After you posted your complex case presentation (see attached document).
1. Actively respond to and guide the conversation as your colleagues post responses to your presentation.
2. Respond to each post (colleague) with at least 1 paragraph and give at least 1 reference per respond.
Hi, Ariel. Your presentation is informative and clearly explains the symptoms related to your patient’s primary diagnosis. I will focus my response to your 3rd question about the possible risks of a patient not adhering to a medication regimen as prescribed. According to Velligan et al. (2017), patient nonadherence to medication is associated with a rise in the utilization of emergency psychiatric services, SI and self-harm behaviors, increased aggression, and poor social, emotional, and occupational functioning.
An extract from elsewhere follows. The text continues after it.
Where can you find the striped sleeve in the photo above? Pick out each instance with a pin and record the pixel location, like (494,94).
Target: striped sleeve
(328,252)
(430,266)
The authors explain that the person’s quality of life is reduced when their symptoms are not treated adequately because of choosing not to adhere to their medication regimen.
Not all nonadherence is intentional. Velligan et al. (2017) explain that unintentional nonadherence can occur when a person’s mental illness impairs their ability to take their medication on time or to take it at all. A person’s cognitive abilities, severe depressive symptoms, or psychotic symptoms can keep a person from adhering to medications. The authors also point out that practical reasons, such as access to healthcare and lack of social support, can also affect a person’s ability to adhere to their med regimen.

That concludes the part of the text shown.